Each year the theme is different. This year, the children and their rescuers were memorialized. Other years, it has been the liberators, or specific Jewish communities in Europe.
However, the focus is always the same — the victims and the survivors. One day in the Jewish calendar is devoted to remembering and to honoring.
One day that should not be trivialized by the mention of anything else — not the work of the Jewish Federation. Not the names of individuals who contribute money. Not an appeal for money.
These remarks are an insult and a desecration to the memory of all those individuals whom we have come together to commemorate.
Let’s reach out
I have been a member of Reform, Conservative and Orthodox synagogues in Pittsburgh. My children attend Conservative school, Orthodox shul and Lubovich summer camp.
I teach at Community Day School and have taught at Hillel Academy and the JCC.
I proudly claim a grandfather as a founder and past president of Temple Emanuel, a great-aunt as a past president of Beth Shalom, and a great-grandfather as the shamash of Shaare Torah, way back when it was still in the Hill.
Rabbis (Mark) Mahler, (Michael) Werbow and (Daniel) Wasserman have been my rabbis at different and important times in my life, and I feel connected to all of them.
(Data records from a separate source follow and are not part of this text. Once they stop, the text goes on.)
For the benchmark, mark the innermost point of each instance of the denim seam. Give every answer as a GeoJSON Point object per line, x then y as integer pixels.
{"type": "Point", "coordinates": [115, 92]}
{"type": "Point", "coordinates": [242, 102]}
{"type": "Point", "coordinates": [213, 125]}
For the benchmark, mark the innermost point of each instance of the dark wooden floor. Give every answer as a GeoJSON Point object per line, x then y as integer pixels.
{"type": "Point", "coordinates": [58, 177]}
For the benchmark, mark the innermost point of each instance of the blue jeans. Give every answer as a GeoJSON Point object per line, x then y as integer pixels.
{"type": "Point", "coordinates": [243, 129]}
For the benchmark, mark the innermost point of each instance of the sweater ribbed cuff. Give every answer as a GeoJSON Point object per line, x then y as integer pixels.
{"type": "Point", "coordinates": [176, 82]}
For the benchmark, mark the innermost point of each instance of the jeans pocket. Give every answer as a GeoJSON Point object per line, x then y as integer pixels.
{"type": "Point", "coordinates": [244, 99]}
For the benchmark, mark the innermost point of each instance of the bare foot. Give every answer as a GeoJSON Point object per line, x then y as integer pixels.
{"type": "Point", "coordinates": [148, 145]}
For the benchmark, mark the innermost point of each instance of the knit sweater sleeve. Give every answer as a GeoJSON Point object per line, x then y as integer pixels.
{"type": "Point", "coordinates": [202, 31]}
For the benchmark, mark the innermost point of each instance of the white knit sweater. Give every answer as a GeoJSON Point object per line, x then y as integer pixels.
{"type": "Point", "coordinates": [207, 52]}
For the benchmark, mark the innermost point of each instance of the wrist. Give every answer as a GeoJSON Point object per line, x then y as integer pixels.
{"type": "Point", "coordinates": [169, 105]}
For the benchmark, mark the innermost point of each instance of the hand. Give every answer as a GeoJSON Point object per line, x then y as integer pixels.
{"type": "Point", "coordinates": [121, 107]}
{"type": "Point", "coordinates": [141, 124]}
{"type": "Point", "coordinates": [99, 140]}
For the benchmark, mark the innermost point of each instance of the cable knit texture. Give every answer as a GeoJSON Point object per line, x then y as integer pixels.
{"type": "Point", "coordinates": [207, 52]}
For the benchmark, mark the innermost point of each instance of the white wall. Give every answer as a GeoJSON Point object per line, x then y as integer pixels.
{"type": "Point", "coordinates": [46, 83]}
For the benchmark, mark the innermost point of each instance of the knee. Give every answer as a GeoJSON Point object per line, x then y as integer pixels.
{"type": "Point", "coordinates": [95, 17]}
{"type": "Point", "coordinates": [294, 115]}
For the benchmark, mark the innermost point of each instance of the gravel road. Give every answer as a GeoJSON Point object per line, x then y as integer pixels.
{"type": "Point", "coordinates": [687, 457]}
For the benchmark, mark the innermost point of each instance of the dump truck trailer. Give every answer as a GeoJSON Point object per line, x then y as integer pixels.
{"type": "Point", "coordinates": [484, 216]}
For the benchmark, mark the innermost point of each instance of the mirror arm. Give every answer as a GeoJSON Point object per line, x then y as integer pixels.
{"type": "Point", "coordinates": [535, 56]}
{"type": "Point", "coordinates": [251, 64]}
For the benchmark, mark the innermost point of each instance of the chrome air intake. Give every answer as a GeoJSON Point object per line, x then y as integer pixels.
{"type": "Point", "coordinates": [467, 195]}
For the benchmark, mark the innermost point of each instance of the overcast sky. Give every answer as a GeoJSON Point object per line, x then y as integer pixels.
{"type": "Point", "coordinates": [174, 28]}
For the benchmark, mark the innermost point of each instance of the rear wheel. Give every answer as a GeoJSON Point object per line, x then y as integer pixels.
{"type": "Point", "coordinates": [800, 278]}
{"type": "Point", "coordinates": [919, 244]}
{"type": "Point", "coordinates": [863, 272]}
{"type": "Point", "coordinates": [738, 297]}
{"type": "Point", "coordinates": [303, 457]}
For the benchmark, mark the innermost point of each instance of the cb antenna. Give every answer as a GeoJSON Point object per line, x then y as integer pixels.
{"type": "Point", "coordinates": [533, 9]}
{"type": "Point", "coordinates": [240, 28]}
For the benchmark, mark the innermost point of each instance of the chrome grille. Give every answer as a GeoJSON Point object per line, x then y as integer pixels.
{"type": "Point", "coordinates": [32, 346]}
The Tikkun L’eil Shavuot at the JCC and the Yom Haatzmaut celebration are two of my favorite events every year, for, as people always note when they move to Pittsburgh or when they move elsewhere and see how we contrast with other Jewish communities, we Jews in Pittsburgh get along pretty well indeed.
I am enriched by my deep connections to diverse Jewish institutions in Pittsburgh.
It is for these reasons that I was so disappointed not to see more Jewish diversity at Community Day School’s recent Yom Hashoa program and groundbreaking ceremony for our project, Keeping Tabs: A Holocaust Sculpture. This is an important and inspiring project, and your excellent coverage beforehand made me proud of my school and eager to show my Jewish friends who are not affiliated with CDS just how much we offer to the larger Jewish community. I hope that they will get involved and, at the very least, come to visit once the sculpture is finished.
Mostly, I hope that, as time goes on, we Jews in Pittsburgh continue to reach out across denominational lines in all kinds of ways. We all have a lot to teach and plenty to learn.